There is a slight changing of the guard coming to the Ducks next season. For the first time since Getzlaf became captain, both assistant captains, Saku Koivu and Teemu Selanne, will no longer be in the locker room.

Getzlaf feels he and his team are ready for the transition.

"I have a tremendous group around me to support me ... A lot of those veteran guys ... really helped me and mold me in to who I am today.

"Anytime you have those veteran presences that have been around that long, it’s going to be a little bit of a change. For the most part, our locker room stays pretty much the same. We have a few of us that have been here just as long as Teemu in Anaheim, anyway. We know how we want to run things."

Getzlaf is making his second appearance at the NHL Awards. In 2010, he came to Vegas to celebrate teammate Corey Perry's MVP campaign. Now it's his turn to be in the spotlight. The center is nominated for the Hart Trophy, the Mark Messier Leadership Award and the Ted Lindsay Award. The latter is voted on by the NHL Players Association, something not lost on Getzlaf.

"Well like in any job that’s the biggest honor you can possibly have ... When you’re talking about your peers, the people you compete against every day, it shows a lot of respect and I’m very humbled by it."

We caught up with the one they call Getzlaf at the NHL Awards media day in Las Vegas.

Q. Would you say you felt the most comfortable this season as a captain?

GETZLAF: I would say, actually, the year before was when everything kinda clicked, and was feeling a lot better. Not too much second guessing on decisions, those kind of things. Just kind of let things go where they wanted to. Then this year our team’s success helped that and makes you look a lot better than you are (grins).

How much of that was Bruce?

A little bit here and there. I mean Bruce is an easy coach to be with. He talks to you a lot. Me and Bruce talk on a daily basis, and that makes me feel a little bit more comfortable. Sometimes I know too much of what’s going on (wry smile), but it’s all part of it, I guess.

Who do you and Perry need on a left wing? It feels like you guys have rotated wingers for years.

We’re really hard to please (laughs). Oh, I don’t know. It’s such a hard role to fill because it’s, when you’re talking playing with us, we’re expected to perform every single night. It’s hard to put a young guy in there to fill those shoes for any length of time. I think that’s been our biggest thing. When you’re talking about putting kids in, they don’t know what it’s like exactly to have that pressure every single night. So, you have to rotate a little bit. It’s been fine for us, too.

It’s funny you say ‘the kids’. Now you’re the old man on the team?

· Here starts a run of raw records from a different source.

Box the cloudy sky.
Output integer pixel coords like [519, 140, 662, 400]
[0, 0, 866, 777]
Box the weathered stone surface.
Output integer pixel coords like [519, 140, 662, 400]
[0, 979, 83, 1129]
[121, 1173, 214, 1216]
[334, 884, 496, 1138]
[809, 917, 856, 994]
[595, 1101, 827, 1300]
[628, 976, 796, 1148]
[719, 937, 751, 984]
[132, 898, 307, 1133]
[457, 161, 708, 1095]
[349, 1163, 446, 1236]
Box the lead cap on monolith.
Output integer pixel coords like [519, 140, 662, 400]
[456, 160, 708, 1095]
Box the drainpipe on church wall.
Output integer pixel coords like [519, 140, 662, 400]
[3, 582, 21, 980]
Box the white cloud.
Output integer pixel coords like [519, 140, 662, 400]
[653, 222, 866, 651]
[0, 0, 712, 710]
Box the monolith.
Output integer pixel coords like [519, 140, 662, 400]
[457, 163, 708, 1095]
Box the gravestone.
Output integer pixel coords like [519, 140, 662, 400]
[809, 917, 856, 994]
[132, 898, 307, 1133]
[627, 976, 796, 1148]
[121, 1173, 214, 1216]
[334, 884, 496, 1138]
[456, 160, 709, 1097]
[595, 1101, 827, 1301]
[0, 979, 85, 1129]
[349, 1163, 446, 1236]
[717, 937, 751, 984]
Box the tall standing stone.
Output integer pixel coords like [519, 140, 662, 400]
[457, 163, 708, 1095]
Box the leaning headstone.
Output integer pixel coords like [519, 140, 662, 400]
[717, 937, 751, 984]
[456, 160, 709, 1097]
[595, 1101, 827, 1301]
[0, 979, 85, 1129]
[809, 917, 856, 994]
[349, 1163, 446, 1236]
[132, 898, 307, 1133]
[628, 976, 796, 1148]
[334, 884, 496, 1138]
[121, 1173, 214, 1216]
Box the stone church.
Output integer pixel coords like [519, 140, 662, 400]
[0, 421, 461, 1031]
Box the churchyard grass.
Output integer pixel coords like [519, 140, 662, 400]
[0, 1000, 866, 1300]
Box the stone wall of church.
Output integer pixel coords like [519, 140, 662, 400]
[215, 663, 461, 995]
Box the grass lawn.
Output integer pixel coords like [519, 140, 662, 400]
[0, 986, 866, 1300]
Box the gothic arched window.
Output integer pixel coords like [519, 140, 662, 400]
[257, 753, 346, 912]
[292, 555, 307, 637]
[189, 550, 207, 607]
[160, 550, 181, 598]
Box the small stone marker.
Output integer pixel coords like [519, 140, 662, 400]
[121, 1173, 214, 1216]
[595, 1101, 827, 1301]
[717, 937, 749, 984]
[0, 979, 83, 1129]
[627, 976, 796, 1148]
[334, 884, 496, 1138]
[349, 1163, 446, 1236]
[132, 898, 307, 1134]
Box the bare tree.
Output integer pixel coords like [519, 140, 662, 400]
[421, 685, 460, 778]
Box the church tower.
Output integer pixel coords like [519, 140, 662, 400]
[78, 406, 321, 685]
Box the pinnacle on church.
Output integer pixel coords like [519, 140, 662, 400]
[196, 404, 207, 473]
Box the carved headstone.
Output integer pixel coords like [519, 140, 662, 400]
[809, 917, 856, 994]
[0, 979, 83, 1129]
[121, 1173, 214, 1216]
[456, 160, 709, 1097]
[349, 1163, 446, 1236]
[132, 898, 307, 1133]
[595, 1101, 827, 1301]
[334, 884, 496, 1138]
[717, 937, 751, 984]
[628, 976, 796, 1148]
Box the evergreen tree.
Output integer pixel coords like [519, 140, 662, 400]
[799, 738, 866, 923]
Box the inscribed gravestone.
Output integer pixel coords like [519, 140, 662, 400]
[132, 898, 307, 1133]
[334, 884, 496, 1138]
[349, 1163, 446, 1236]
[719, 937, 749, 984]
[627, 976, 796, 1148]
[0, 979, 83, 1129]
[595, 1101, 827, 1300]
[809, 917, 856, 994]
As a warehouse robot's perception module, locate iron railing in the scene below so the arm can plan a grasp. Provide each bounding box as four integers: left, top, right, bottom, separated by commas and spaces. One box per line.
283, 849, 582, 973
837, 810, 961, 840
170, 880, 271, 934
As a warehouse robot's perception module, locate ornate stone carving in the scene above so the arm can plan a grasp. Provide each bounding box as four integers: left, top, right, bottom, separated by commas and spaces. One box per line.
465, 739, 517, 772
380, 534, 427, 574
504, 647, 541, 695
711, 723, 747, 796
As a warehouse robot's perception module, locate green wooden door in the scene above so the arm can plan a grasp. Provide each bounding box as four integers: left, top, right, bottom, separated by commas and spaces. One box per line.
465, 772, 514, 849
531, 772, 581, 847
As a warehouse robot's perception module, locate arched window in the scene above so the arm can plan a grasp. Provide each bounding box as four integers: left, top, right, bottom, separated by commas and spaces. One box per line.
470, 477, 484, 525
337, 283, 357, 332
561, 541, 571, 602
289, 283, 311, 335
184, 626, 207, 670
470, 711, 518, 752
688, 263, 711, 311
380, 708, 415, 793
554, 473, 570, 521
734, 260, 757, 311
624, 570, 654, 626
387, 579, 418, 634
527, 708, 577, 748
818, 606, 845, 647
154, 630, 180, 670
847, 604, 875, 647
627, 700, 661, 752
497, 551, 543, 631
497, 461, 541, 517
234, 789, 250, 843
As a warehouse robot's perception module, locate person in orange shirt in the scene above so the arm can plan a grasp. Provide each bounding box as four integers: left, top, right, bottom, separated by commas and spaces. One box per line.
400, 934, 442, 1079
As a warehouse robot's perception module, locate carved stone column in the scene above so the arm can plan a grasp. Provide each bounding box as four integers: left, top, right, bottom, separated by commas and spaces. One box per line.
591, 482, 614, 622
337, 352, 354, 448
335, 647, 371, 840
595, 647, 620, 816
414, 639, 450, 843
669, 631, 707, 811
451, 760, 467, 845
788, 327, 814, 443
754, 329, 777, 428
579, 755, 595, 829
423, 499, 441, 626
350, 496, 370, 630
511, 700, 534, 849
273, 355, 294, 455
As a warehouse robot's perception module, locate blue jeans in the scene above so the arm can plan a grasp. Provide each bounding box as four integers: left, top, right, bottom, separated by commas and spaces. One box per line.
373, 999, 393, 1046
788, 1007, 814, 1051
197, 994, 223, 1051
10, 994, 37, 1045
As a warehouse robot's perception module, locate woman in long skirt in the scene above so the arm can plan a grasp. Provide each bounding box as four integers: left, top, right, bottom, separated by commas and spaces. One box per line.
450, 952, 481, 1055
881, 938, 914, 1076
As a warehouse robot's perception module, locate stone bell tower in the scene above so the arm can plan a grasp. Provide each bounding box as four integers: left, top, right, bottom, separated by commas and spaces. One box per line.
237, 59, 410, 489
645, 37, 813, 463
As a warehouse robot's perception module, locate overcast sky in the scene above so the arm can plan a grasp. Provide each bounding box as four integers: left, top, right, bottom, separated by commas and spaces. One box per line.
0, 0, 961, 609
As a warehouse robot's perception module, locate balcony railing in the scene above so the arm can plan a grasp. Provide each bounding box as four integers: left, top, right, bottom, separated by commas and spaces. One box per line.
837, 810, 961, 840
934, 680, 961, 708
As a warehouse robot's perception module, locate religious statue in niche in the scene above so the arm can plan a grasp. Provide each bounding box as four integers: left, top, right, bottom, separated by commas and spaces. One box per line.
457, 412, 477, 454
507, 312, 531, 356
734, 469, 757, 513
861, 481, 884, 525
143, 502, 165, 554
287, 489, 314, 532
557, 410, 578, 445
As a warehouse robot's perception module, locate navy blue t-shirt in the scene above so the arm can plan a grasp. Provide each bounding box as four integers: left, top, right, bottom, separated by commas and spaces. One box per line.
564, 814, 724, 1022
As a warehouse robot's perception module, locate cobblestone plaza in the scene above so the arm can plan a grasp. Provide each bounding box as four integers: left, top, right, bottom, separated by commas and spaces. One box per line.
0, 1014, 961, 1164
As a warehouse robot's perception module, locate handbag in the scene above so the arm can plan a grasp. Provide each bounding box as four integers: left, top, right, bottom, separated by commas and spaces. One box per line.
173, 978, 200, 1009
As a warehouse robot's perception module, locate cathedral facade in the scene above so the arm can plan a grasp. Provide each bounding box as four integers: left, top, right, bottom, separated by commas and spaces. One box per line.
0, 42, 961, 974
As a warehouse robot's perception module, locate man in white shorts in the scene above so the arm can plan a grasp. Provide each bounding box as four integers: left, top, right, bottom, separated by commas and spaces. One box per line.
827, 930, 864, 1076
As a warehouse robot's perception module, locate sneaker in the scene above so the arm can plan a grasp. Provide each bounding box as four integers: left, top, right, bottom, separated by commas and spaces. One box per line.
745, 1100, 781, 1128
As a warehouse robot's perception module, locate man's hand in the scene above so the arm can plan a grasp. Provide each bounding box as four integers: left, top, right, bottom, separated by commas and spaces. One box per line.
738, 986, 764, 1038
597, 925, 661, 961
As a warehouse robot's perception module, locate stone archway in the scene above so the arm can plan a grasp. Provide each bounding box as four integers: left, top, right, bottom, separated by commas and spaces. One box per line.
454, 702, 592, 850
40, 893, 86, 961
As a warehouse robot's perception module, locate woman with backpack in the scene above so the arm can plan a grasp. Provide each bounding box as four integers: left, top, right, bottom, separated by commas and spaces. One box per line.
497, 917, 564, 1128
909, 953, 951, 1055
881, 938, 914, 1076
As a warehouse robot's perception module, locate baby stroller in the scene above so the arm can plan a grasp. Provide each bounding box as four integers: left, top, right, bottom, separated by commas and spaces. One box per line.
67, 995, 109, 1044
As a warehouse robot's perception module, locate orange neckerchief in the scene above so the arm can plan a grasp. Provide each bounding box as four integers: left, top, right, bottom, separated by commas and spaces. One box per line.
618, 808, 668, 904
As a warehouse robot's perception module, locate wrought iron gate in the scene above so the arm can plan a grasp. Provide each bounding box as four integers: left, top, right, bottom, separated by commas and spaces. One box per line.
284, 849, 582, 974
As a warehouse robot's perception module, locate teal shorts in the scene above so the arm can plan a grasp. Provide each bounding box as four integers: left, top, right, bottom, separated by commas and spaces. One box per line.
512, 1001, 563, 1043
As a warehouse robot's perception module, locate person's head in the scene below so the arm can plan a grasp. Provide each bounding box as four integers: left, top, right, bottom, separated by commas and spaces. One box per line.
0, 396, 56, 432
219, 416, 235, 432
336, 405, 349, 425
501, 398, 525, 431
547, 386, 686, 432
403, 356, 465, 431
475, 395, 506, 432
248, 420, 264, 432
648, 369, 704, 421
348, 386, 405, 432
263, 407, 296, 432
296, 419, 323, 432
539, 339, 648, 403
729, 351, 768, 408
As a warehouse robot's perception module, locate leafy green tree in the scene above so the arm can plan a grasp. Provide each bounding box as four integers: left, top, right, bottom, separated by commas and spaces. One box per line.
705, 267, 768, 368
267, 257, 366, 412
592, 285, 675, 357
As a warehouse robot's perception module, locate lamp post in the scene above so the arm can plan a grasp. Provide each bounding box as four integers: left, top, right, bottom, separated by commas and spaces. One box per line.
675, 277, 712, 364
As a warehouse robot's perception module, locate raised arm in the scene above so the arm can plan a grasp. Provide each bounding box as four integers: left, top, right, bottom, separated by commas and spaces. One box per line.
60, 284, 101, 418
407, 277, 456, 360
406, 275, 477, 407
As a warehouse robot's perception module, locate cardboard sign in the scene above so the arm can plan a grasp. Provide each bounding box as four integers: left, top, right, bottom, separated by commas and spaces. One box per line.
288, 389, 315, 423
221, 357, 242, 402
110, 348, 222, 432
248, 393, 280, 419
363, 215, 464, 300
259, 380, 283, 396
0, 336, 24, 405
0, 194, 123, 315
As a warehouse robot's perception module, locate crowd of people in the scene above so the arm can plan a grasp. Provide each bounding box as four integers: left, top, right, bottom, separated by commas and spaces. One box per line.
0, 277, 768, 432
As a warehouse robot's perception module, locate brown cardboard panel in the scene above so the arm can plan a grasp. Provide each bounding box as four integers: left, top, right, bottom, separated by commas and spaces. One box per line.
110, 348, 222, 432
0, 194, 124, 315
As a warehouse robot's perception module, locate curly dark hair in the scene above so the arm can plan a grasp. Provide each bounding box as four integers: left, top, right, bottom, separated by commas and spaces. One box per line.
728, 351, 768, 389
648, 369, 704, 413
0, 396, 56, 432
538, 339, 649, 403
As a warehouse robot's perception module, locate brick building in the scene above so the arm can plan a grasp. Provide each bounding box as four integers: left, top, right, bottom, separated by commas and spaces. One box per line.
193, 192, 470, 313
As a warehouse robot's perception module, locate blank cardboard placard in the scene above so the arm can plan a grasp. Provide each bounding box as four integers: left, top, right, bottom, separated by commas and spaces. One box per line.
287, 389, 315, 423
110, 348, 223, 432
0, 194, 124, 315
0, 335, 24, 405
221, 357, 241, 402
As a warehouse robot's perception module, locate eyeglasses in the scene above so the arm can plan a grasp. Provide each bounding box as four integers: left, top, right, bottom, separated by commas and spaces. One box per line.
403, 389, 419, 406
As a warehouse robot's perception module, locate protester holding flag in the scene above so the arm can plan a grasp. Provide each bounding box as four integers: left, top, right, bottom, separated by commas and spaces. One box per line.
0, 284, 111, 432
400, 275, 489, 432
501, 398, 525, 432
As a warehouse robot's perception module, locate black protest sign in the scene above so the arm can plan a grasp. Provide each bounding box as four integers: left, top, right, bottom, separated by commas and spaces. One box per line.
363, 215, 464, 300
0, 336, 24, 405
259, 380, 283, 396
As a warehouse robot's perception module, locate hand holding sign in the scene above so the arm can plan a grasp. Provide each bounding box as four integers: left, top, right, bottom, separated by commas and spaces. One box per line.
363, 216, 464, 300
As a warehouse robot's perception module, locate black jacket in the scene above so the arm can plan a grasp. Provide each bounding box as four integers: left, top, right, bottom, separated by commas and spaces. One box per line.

I know! I’m the old man on the team. Somebody said that the other day and it didn’t tickle me very well. I’ve been the young guy for the longest time because Teemu’s still around, but now he’s leaving.

Have you gotten any sleep with the new baby? [Baby girl Willa born April 18th]

It’s been good! You know what, my wife does all the heavy labor at the start anyway. (Laughs) There’s not a whole lot of use for me. We’re getting our share.